Un culto così radicato era davvero impossibile da cancellare dalla mentalità
contadina, bisognava necessariamente ricorrere a forme sostitutive di
venerazione per modificarlo e plasmarlo in nuova ottica. Ecco l'origine
del culto della Vergine in quella sperduta chiesetta rurale di Monterchi.

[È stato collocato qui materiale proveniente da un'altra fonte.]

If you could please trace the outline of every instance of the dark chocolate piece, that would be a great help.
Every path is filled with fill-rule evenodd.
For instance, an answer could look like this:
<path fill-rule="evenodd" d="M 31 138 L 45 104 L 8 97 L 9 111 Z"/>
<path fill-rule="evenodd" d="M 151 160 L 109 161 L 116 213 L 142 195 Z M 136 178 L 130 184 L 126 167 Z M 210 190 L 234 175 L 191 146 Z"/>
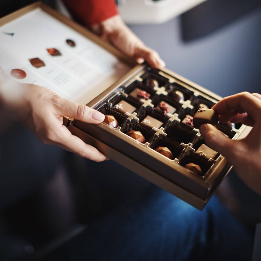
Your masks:
<path fill-rule="evenodd" d="M 128 136 L 137 140 L 142 143 L 145 143 L 146 142 L 146 139 L 144 136 L 142 135 L 140 131 L 138 130 L 130 130 L 128 131 L 126 134 Z"/>
<path fill-rule="evenodd" d="M 118 127 L 118 121 L 115 119 L 114 116 L 113 116 L 112 115 L 105 115 L 105 116 L 104 122 L 107 123 L 114 128 L 116 128 Z"/>
<path fill-rule="evenodd" d="M 155 90 L 155 88 L 159 87 L 158 81 L 153 78 L 147 79 L 146 81 L 146 85 L 151 89 Z"/>
<path fill-rule="evenodd" d="M 129 95 L 139 100 L 141 99 L 148 100 L 151 97 L 150 95 L 147 92 L 138 88 L 135 89 Z"/>
<path fill-rule="evenodd" d="M 61 55 L 61 54 L 57 49 L 55 48 L 50 48 L 47 49 L 49 54 L 52 56 L 58 56 Z"/>
<path fill-rule="evenodd" d="M 206 105 L 205 104 L 204 104 L 204 103 L 201 103 L 200 104 L 200 108 L 204 108 L 204 109 L 209 108 L 208 106 L 207 105 Z"/>
<path fill-rule="evenodd" d="M 13 69 L 10 73 L 11 75 L 16 79 L 24 79 L 26 77 L 26 73 L 21 69 Z"/>
<path fill-rule="evenodd" d="M 200 176 L 202 175 L 202 171 L 201 170 L 201 168 L 200 167 L 197 165 L 197 164 L 195 164 L 191 162 L 186 164 L 185 165 L 185 168 L 189 169 L 189 170 L 193 171 L 196 174 L 199 175 Z"/>
<path fill-rule="evenodd" d="M 216 125 L 218 122 L 218 114 L 212 109 L 200 108 L 193 118 L 193 124 L 195 128 L 199 128 L 202 124 L 210 123 Z"/>
<path fill-rule="evenodd" d="M 174 160 L 174 156 L 171 152 L 166 147 L 157 147 L 155 150 L 157 152 L 162 154 L 171 160 Z"/>
<path fill-rule="evenodd" d="M 182 123 L 185 123 L 187 125 L 194 126 L 193 125 L 193 117 L 190 115 L 186 115 L 186 117 L 181 122 Z"/>
<path fill-rule="evenodd" d="M 157 129 L 159 129 L 163 125 L 163 122 L 149 115 L 146 116 L 141 123 L 151 128 L 156 127 Z"/>
<path fill-rule="evenodd" d="M 156 108 L 163 112 L 164 115 L 166 115 L 167 113 L 173 114 L 176 110 L 176 108 L 174 108 L 168 104 L 162 101 L 158 104 Z"/>
<path fill-rule="evenodd" d="M 123 100 L 121 101 L 119 103 L 115 105 L 114 108 L 124 113 L 128 112 L 131 114 L 134 112 L 137 108 Z"/>
<path fill-rule="evenodd" d="M 45 66 L 44 63 L 39 58 L 32 58 L 32 59 L 29 59 L 29 61 L 31 63 L 31 64 L 36 68 L 39 68 L 40 67 Z"/>
<path fill-rule="evenodd" d="M 66 40 L 66 42 L 67 44 L 70 45 L 71 47 L 74 47 L 75 46 L 75 42 L 74 41 L 71 40 L 70 39 L 68 39 Z"/>
<path fill-rule="evenodd" d="M 179 90 L 173 91 L 171 93 L 171 96 L 176 102 L 184 102 L 185 99 L 184 95 Z"/>
<path fill-rule="evenodd" d="M 205 144 L 202 144 L 195 153 L 200 156 L 209 160 L 211 158 L 214 159 L 217 155 L 218 153 L 207 146 Z"/>

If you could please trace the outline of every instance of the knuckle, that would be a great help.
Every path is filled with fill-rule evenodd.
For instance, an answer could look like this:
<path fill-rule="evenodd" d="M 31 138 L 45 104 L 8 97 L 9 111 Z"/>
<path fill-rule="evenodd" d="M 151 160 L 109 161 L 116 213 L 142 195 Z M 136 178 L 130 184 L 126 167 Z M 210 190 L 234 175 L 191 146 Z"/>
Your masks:
<path fill-rule="evenodd" d="M 88 110 L 85 105 L 79 104 L 77 107 L 77 115 L 80 119 L 86 117 L 89 117 L 91 116 L 90 110 Z"/>

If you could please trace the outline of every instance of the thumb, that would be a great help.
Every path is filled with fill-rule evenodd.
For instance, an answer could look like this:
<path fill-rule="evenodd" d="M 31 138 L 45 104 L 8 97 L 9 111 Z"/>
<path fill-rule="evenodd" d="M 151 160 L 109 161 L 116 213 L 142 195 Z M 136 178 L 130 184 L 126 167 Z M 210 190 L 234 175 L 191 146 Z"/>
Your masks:
<path fill-rule="evenodd" d="M 211 124 L 202 125 L 200 131 L 209 147 L 225 157 L 230 155 L 230 152 L 234 145 L 233 141 Z"/>
<path fill-rule="evenodd" d="M 166 65 L 157 52 L 145 46 L 137 47 L 134 57 L 138 61 L 141 58 L 145 59 L 150 65 L 155 68 L 161 69 Z"/>
<path fill-rule="evenodd" d="M 96 110 L 61 97 L 58 99 L 60 99 L 58 104 L 62 116 L 90 123 L 99 123 L 104 119 L 104 115 Z"/>

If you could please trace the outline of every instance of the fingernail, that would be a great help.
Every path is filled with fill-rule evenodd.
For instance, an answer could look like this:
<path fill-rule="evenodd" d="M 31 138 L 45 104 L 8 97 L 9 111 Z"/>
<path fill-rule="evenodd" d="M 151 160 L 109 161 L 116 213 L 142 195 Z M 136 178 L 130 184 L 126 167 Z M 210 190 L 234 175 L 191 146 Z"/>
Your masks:
<path fill-rule="evenodd" d="M 157 59 L 157 62 L 159 64 L 160 66 L 162 68 L 163 68 L 165 67 L 166 65 L 166 64 L 165 63 L 164 61 L 160 58 L 159 58 L 158 59 Z"/>
<path fill-rule="evenodd" d="M 99 111 L 98 111 L 96 110 L 94 110 L 92 113 L 92 117 L 93 117 L 93 119 L 95 120 L 99 121 L 99 122 L 102 122 L 104 119 L 105 116 L 104 114 L 103 114 Z"/>

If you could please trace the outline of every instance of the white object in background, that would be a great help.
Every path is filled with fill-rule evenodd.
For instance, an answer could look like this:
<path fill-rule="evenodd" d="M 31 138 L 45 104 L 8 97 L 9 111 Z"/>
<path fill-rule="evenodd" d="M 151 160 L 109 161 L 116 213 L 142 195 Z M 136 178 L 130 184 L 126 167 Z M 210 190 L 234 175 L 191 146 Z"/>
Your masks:
<path fill-rule="evenodd" d="M 127 23 L 166 22 L 206 0 L 118 0 L 119 11 Z"/>

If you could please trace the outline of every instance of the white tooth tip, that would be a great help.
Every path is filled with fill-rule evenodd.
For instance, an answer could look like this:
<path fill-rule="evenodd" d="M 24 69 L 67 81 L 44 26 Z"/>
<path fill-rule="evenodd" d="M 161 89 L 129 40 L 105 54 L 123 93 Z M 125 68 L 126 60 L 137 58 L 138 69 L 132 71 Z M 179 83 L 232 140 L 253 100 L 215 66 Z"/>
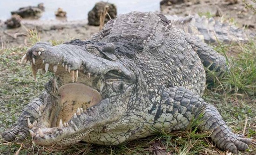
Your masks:
<path fill-rule="evenodd" d="M 48 71 L 48 69 L 49 69 L 49 63 L 46 63 L 45 64 L 44 68 L 45 68 L 45 72 L 46 73 L 47 72 L 47 71 Z"/>
<path fill-rule="evenodd" d="M 57 69 L 58 69 L 58 66 L 57 65 L 54 66 L 54 72 L 55 73 L 56 72 L 57 72 Z"/>
<path fill-rule="evenodd" d="M 33 64 L 34 65 L 35 64 L 35 59 L 34 58 L 33 58 L 32 61 L 33 62 Z"/>
<path fill-rule="evenodd" d="M 74 114 L 74 118 L 75 119 L 75 118 L 77 118 L 77 116 L 76 115 L 76 114 L 75 113 Z"/>
<path fill-rule="evenodd" d="M 40 128 L 38 128 L 38 134 L 39 134 L 39 136 L 40 137 L 43 138 L 43 137 L 44 137 L 44 134 L 43 133 L 43 131 L 42 131 L 42 130 L 41 130 L 41 129 Z"/>
<path fill-rule="evenodd" d="M 62 120 L 61 119 L 60 120 L 60 124 L 59 124 L 59 127 L 58 127 L 58 129 L 61 130 L 63 128 L 63 124 L 62 124 Z"/>
<path fill-rule="evenodd" d="M 29 129 L 32 129 L 32 128 L 33 127 L 33 125 L 32 125 L 32 124 L 31 124 L 29 118 L 27 118 L 27 125 L 28 126 Z"/>
<path fill-rule="evenodd" d="M 21 58 L 21 63 L 26 63 L 27 62 L 27 54 L 25 54 Z"/>
<path fill-rule="evenodd" d="M 31 136 L 32 137 L 33 137 L 35 136 L 35 134 L 32 130 L 29 130 L 29 133 L 30 134 L 30 136 Z"/>

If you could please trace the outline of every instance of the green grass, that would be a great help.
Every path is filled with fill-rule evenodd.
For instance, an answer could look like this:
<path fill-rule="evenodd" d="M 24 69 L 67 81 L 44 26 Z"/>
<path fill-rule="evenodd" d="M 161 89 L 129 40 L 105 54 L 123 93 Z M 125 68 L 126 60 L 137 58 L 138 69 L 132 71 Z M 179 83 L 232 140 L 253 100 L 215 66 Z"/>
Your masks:
<path fill-rule="evenodd" d="M 38 38 L 34 38 L 34 41 Z M 53 41 L 54 44 L 59 42 Z M 256 51 L 253 41 L 244 45 L 222 45 L 216 47 L 220 52 L 236 51 L 229 54 L 230 74 L 215 81 L 205 91 L 203 98 L 214 104 L 232 130 L 242 134 L 248 119 L 245 135 L 256 139 Z M 22 108 L 44 89 L 50 73 L 37 74 L 33 80 L 30 65 L 20 60 L 27 47 L 5 49 L 0 55 L 0 132 L 16 123 Z M 79 143 L 68 147 L 42 147 L 30 138 L 22 143 L 0 142 L 0 155 L 153 155 L 154 150 L 165 149 L 172 155 L 224 155 L 217 149 L 209 133 L 196 130 L 199 123 L 193 121 L 188 131 L 162 133 L 157 136 L 129 142 L 115 146 Z M 20 149 L 19 150 L 19 149 Z M 256 149 L 239 155 L 255 155 Z"/>

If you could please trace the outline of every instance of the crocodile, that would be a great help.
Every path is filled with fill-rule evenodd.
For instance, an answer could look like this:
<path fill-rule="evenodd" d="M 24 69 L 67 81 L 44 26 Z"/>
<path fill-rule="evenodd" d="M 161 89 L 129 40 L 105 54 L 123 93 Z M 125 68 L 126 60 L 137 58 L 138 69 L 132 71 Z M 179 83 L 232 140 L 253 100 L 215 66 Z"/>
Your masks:
<path fill-rule="evenodd" d="M 204 66 L 226 72 L 225 57 L 161 13 L 119 15 L 88 40 L 38 42 L 21 59 L 28 61 L 35 80 L 39 70 L 54 75 L 2 133 L 7 141 L 30 134 L 38 145 L 114 145 L 196 120 L 221 149 L 236 153 L 251 143 L 202 98 Z"/>

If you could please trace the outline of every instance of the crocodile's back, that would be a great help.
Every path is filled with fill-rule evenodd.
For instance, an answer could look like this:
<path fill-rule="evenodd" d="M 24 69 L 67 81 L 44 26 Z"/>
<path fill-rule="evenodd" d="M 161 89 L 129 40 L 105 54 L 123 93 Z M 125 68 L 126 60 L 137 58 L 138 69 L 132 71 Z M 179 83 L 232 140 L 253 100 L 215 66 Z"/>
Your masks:
<path fill-rule="evenodd" d="M 132 12 L 108 22 L 91 40 L 113 43 L 116 54 L 142 71 L 149 90 L 183 86 L 202 94 L 205 73 L 185 36 L 162 14 Z"/>

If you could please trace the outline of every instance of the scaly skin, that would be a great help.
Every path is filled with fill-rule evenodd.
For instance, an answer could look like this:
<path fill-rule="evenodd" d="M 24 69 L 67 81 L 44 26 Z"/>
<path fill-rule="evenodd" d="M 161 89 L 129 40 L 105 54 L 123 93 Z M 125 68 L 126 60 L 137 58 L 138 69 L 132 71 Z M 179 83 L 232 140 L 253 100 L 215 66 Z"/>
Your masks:
<path fill-rule="evenodd" d="M 20 133 L 24 138 L 29 128 L 40 145 L 81 140 L 117 145 L 155 134 L 152 127 L 185 129 L 195 118 L 220 149 L 236 153 L 250 143 L 232 133 L 216 108 L 201 97 L 206 86 L 203 65 L 224 72 L 225 58 L 162 14 L 120 15 L 89 41 L 55 46 L 39 42 L 22 61 L 32 62 L 34 78 L 39 69 L 55 75 L 40 100 L 45 108 L 25 110 L 38 122 L 31 124 L 34 120 L 24 112 L 20 119 L 28 123 L 19 122 L 3 133 L 7 140 Z"/>

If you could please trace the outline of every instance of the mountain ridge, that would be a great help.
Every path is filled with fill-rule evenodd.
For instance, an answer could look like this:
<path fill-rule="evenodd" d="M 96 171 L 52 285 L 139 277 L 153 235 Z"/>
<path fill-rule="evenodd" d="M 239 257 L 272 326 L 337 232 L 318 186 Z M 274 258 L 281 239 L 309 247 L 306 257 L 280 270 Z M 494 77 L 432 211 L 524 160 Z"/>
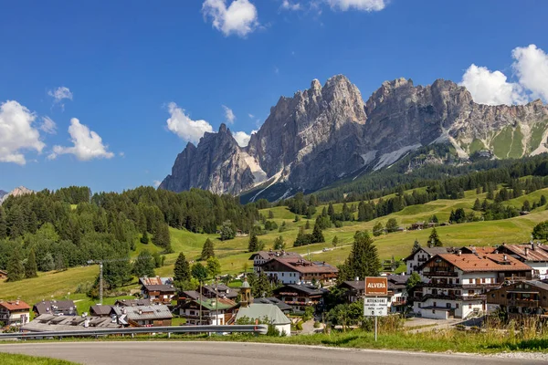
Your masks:
<path fill-rule="evenodd" d="M 197 146 L 187 144 L 160 187 L 236 195 L 260 186 L 255 198 L 276 187 L 269 195 L 275 200 L 386 168 L 432 143 L 451 145 L 463 160 L 482 151 L 505 159 L 548 151 L 547 138 L 548 107 L 540 100 L 482 105 L 452 81 L 415 86 L 400 78 L 383 82 L 364 101 L 355 85 L 336 75 L 280 97 L 246 147 L 224 124 Z"/>

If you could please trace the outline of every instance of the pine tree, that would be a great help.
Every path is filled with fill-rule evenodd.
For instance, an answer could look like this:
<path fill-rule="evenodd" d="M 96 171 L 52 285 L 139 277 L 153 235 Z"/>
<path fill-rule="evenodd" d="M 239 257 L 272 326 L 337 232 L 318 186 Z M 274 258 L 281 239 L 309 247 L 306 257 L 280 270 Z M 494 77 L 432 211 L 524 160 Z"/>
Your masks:
<path fill-rule="evenodd" d="M 19 281 L 25 277 L 20 251 L 16 248 L 7 262 L 7 281 Z"/>
<path fill-rule="evenodd" d="M 28 258 L 26 259 L 26 264 L 25 265 L 25 277 L 37 277 L 38 274 L 38 266 L 37 265 L 37 255 L 35 254 L 34 248 L 30 249 L 28 253 Z"/>
<path fill-rule="evenodd" d="M 258 247 L 258 239 L 257 238 L 257 235 L 251 234 L 249 236 L 249 243 L 248 244 L 248 252 L 256 252 Z"/>
<path fill-rule="evenodd" d="M 325 237 L 323 237 L 321 228 L 320 228 L 318 224 L 314 224 L 314 229 L 312 230 L 311 243 L 320 244 L 322 242 L 325 242 Z"/>
<path fill-rule="evenodd" d="M 133 275 L 137 277 L 153 277 L 155 276 L 154 266 L 151 253 L 148 250 L 142 250 L 133 263 Z"/>
<path fill-rule="evenodd" d="M 190 265 L 186 261 L 184 254 L 180 253 L 174 267 L 174 280 L 177 283 L 182 283 L 189 281 L 190 278 Z"/>
<path fill-rule="evenodd" d="M 352 251 L 343 266 L 342 275 L 339 273 L 340 282 L 379 275 L 381 261 L 377 248 L 366 231 L 358 231 L 354 235 Z"/>
<path fill-rule="evenodd" d="M 206 261 L 209 257 L 215 257 L 215 247 L 213 245 L 213 241 L 207 238 L 204 244 L 204 247 L 202 248 L 200 259 Z"/>
<path fill-rule="evenodd" d="M 430 233 L 430 236 L 428 237 L 428 245 L 431 247 L 441 247 L 443 244 L 437 235 L 437 231 L 436 228 L 432 228 L 432 232 Z"/>

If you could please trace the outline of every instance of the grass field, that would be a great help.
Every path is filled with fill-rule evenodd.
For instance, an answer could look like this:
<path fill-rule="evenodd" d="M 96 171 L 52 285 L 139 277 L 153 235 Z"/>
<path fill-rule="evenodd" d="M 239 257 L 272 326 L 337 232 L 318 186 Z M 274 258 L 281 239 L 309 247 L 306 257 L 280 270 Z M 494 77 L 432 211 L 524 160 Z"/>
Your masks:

Ma c'è dell'altro. Nella chiesa si narra che fosse conservata una miracolosissima
statua lignea raffigurante la Mater con il bimbo, sicuramente raffigurazione
di una delle tantissime Vergini brune, la nigra sum sed formosa, diffuse
in tutto il territorio nazionale, simboli di antichi culti dediti alla
terra mai dimenticati. La presenza nella cappella della già venerata
statua lignea fa così pensare che l'affresco di Piero della Francesca
non fosse dunque stato commissionato per venerazione, forse più che
altro era un modo per rafforzare il messaggio o, molto più probabilmente,
un ex voto commissionato da qualche importante esponente della zona,
sicuramente non un contadino, per la grazia ricevuta. Ma chi sarebbe
stato, a questo punto, l'enigmatico mecenate che commissionò l'affresco
all'artista. Anche qui le leggende si sprecano, per molti studiosi si
tratta dello stesso Piero della Francesca, e però dalla stessa iconografia
che possiamo avere qualche informazione in più. La veste color lasislazulo
da nobildonna, il principesco modo di raccogliere i capelli della Vergine,
l'atteggiamento serioso, quasi di distacco dal popolo che a Lei si prostrava,
il gesto quasi regale degli angeli che gentilmente ma allo stesso modo
con atteggiamento quasi regale sollevano i drappi, il contesto del tutto
estraneo al pauperismo delle locali comunità contadine fa pensare a
qualche appartenente ad una classe sociale abbiente. Intricati misteri
e antichi ricordi, grandi artisti e rustici luoghi, Vergini e Madri
avvolte in quel mistero dogmatico della nascita, fanno del piccolo borgo
toscano di Monterchi un luogo unico ed eccezionale, un piccolo "Codice
da Vinci" tutto italiano.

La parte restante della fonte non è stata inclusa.